The first sign I was dealing with something different was the gear that poured out of their Pathfinder. The sheer volume of gear was, uh, really up there. They had bags, they had coolers, they had boots, they had waders. And more bags. And rods, and more bags, and beer and power bars and sodas and more…well, bags! And there were the plastic cases of flies. Stacks of ‘em. And that bulletproof camera case. And a few more 12-packs. And bags of snickers bars, and the steaks and the sliced roast beef, loaves of bread, potato salad…. Oh, and more bags.
I started to worry. It looked like they were moving in (I had to check the schedule; I was freaking; jeez, maybe they are moving in?!).
Funny thing was that for all the supplies, and then for all the weather mother nature threw at them (rain, thunder, lightning, wind, and even hail!) over their six days here, I hardly saw these guys. The word devoted fishermen doesn’t describe Rich, Bobby and Jess.
Long-time friends, they were here for the angling, for the grilling, and for the fun. And they had plenty of everything.
Then I saw something few on the Smith have seen. A successful hook-up and landing of a massive Smith River steelhead. On a fly. Rich tallied the win and Bobby caught it on video. Jess also hooked a steelie but lost it close to the shore.

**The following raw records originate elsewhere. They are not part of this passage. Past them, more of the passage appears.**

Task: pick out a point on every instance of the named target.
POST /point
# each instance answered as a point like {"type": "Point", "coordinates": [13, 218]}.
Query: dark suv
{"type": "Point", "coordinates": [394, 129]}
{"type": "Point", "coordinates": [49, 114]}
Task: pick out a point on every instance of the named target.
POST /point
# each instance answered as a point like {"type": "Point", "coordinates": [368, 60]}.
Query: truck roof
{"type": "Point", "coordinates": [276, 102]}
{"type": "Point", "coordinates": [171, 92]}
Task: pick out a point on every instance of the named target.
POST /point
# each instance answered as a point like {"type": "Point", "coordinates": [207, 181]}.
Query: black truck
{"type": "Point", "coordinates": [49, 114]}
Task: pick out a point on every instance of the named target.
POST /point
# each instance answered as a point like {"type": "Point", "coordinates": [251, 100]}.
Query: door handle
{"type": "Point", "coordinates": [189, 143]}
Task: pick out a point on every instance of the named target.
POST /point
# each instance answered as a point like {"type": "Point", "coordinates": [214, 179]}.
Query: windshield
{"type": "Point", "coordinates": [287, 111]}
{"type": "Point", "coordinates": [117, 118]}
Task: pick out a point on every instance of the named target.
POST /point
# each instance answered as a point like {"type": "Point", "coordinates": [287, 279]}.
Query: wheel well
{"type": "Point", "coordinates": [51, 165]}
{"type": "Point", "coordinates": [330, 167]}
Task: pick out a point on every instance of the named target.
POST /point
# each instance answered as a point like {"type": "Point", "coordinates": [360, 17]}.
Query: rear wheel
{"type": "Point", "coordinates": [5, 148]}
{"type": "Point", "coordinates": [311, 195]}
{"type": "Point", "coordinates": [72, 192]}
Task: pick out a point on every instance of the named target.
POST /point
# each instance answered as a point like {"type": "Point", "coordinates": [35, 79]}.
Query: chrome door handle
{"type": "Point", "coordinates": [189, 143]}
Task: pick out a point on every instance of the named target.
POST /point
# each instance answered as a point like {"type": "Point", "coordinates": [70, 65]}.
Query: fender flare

Amazing dedication from a crew who tied flies, walked, talked and probably dreamed of steelhead, these guys epitomized the avid sportfisherman. I was in awe.
And the video of that catch? A mesmerizing three minutes I must have watched now for over an hour (note, these are catch and release sportsmen).
They came for steelhead — with rods, waders and nothing more than a reel, line, and fly — and really did it. Wow.